在周作人这本书信集中,我们可以看到周作人的种种爱好,谈文、搜书、聚宴、饮酒、赏花、制笺、写字、撰联等等,素雅悠闲,情趣盎然。周作人以一种亲近的态度,关心日常生活中的普通人与事,用大量的文字笔墨加以记录,如老人、妇女儿童等,以及他们的饮食起居。在《山中杂信》中他写了山里的景、事、人(香山、寺、和尚、雨、苍蝇蚊子等),在文中作者说“我们现在虽然不能再相信六道轮回之说,然而对于这普亲观和平等观念的思想,仍然觉得它真且美”⑦,明显的表现周作人在闲居山中时,静观日常生活中的普通人平常事,体现了其敏锐的观察力,更表达了其仁爱之心,在《济南道中》、《苦雨》、《乌篷船》等篇章中,描写了不同人事风俗,在《一封反对新文化的信》中对个性自由的追求,《与友人论性道德书》中关注性解放问题,《论女》中关于妇女穿衣问题,《条陈四项》中与好友刘半农书谈论办副刊的注意事项等,这些都是有关人类生存的问题。这与他在《人的文学》、《平民文学》中提出的观点,“用这人道主义为本,对于人生诸问题,加以记录研究的文字,便谓之人的文学”。这与晚明公安派追求自适人生,对情感欲望的强烈追逐,对独立人格生命形式地享受等方面有相似之处,两者也思想都冲破封建礼教的枷锁,敢于展现真实的自我,这也是人性的解放。
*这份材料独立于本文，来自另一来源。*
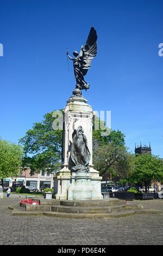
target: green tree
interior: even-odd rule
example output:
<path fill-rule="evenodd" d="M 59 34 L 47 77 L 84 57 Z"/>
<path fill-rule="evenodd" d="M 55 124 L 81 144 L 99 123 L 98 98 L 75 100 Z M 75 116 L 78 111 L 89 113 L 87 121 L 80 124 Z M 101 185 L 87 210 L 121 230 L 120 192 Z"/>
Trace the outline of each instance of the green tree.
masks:
<path fill-rule="evenodd" d="M 158 157 L 149 154 L 137 154 L 128 174 L 126 180 L 135 183 L 143 183 L 147 192 L 147 187 L 156 180 L 163 178 L 163 162 Z"/>
<path fill-rule="evenodd" d="M 0 141 L 0 178 L 17 175 L 22 166 L 22 147 L 5 140 Z"/>
<path fill-rule="evenodd" d="M 116 146 L 125 146 L 125 135 L 120 130 L 109 130 L 105 122 L 96 117 L 93 120 L 93 150 L 112 143 Z"/>
<path fill-rule="evenodd" d="M 34 123 L 32 129 L 20 140 L 25 152 L 23 166 L 38 172 L 47 168 L 52 172 L 60 167 L 62 132 L 53 128 L 54 120 L 58 118 L 57 113 L 58 111 L 54 111 L 46 114 L 42 122 Z M 95 118 L 94 127 L 98 127 L 97 123 L 99 122 L 99 118 Z M 102 122 L 104 123 L 104 121 Z M 112 142 L 115 145 L 124 144 L 124 135 L 121 132 L 113 130 L 106 136 L 103 136 L 102 132 L 102 129 L 93 130 L 93 150 L 108 143 Z"/>
<path fill-rule="evenodd" d="M 60 165 L 62 130 L 53 129 L 53 123 L 57 118 L 57 115 L 53 117 L 53 113 L 47 113 L 42 122 L 34 123 L 20 140 L 25 153 L 23 166 L 38 172 L 47 169 L 52 172 Z"/>
<path fill-rule="evenodd" d="M 99 147 L 93 152 L 95 168 L 101 175 L 124 177 L 130 168 L 131 155 L 126 147 L 114 142 Z"/>

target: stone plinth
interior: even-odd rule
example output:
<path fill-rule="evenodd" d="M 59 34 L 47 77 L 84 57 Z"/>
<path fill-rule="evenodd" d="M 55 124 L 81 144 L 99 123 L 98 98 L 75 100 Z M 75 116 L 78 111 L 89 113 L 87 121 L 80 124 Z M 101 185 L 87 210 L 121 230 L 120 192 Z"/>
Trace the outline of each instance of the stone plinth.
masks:
<path fill-rule="evenodd" d="M 61 169 L 54 177 L 56 199 L 86 200 L 87 198 L 103 199 L 101 193 L 101 181 L 102 178 L 99 176 L 98 171 L 93 169 L 92 165 L 92 119 L 95 114 L 91 106 L 86 102 L 87 100 L 82 96 L 72 96 L 64 110 Z M 83 175 L 82 176 L 83 189 L 82 179 L 79 177 L 80 174 L 78 175 L 76 172 L 71 172 L 68 169 L 72 144 L 73 124 L 75 120 L 77 120 L 74 123 L 74 129 L 76 129 L 79 126 L 82 126 L 91 154 L 90 172 L 88 175 L 85 174 L 84 177 Z M 78 189 L 79 189 L 79 193 L 84 198 L 80 198 L 80 195 L 77 195 Z M 73 199 L 74 196 L 76 198 L 78 197 L 80 199 Z"/>
<path fill-rule="evenodd" d="M 52 193 L 51 192 L 45 192 L 44 198 L 45 199 L 52 199 Z"/>

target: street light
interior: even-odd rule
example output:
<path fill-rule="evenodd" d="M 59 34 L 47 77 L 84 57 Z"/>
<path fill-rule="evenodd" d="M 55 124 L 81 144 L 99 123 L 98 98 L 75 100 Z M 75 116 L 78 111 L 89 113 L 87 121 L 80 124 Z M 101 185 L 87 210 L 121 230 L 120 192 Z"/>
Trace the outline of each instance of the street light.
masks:
<path fill-rule="evenodd" d="M 105 159 L 105 162 L 106 164 L 108 162 L 107 158 Z M 107 170 L 106 170 L 106 169 L 105 169 L 105 175 L 106 175 L 106 190 L 108 190 L 108 182 L 107 182 L 107 180 L 108 180 L 108 173 L 107 173 Z"/>

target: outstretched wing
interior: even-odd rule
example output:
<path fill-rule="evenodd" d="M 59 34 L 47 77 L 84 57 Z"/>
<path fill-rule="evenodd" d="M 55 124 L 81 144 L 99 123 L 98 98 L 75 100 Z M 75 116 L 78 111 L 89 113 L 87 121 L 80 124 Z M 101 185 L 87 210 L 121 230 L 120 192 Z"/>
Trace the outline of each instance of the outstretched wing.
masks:
<path fill-rule="evenodd" d="M 93 27 L 92 27 L 85 45 L 84 47 L 82 46 L 79 54 L 83 61 L 82 72 L 84 76 L 86 74 L 88 69 L 91 67 L 93 58 L 97 54 L 97 39 L 96 31 Z"/>

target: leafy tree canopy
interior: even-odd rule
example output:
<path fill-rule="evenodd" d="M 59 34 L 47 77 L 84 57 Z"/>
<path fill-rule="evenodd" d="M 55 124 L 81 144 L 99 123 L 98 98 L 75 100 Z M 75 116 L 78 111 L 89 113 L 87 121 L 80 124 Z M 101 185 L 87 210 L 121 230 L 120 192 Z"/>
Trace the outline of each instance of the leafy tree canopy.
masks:
<path fill-rule="evenodd" d="M 32 129 L 28 130 L 26 135 L 20 140 L 26 154 L 24 166 L 37 172 L 47 168 L 53 172 L 59 168 L 62 133 L 61 130 L 53 128 L 54 120 L 58 118 L 57 112 L 54 111 L 46 114 L 42 122 L 34 123 Z M 99 118 L 95 118 L 94 127 L 96 123 L 96 128 L 99 122 Z M 101 128 L 98 130 L 93 130 L 93 150 L 108 143 L 124 145 L 125 136 L 121 132 L 113 130 L 110 133 L 105 133 L 106 136 L 103 136 Z"/>
<path fill-rule="evenodd" d="M 22 166 L 22 147 L 5 140 L 0 140 L 0 178 L 17 175 Z"/>
<path fill-rule="evenodd" d="M 163 161 L 158 157 L 149 154 L 137 154 L 127 180 L 131 183 L 144 183 L 150 186 L 154 180 L 163 178 Z"/>

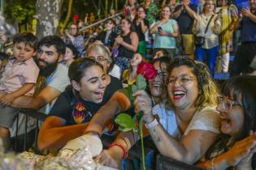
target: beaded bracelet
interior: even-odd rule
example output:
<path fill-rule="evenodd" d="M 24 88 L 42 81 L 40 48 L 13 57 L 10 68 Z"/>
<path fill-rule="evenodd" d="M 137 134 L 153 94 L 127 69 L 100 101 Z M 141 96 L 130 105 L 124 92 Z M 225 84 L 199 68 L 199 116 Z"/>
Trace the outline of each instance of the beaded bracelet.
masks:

然而正如他本人所说“也常常觉得自己有些话是虚空的”,他内心也因此而苦恼,在与朋友书信中,他想做真实的自己,却常常事与愿违,最后只得懒得去谈,这种想保持自己真实人生态度和文学理想而不能得的落差,只能让他在文学中保持自己崇尚“真”的理念,在文学里追逐自己的“性灵”,追求自己的主体意识和独立人格。

注 释

①周作人.止庵(校订).周作人书信[M].石家庄:河北教育出版社2001,1页

②周作人.止庵(校订).周作人书信[M].石家庄:河北教育出版社2001,3页

③周作人.止庵(校订).周作人书信[M].石家庄:河北教育出版社2001,1页

④范嘉晨 段慧冬.晚明公安派性灵文学思想研究[M].北京:中国社会科学出版社.2009(12),108页

⑤范嘉晨 段慧冬.晚明公安派性灵文学思想研究[M].北京:中国社会科学出版社.2009(12),107页

⑥周作人(著).张明高,范桥(编).周作人散文.第二集[M].北京:中国广播电视出版社1992,4(1),285页

⑦周作人.止庵(校订).周作人书信[M].石家庄:河北教育出版社2001,11页

(作者介绍:陈瑶,华中科技大学人文学院中文系硕士研究生)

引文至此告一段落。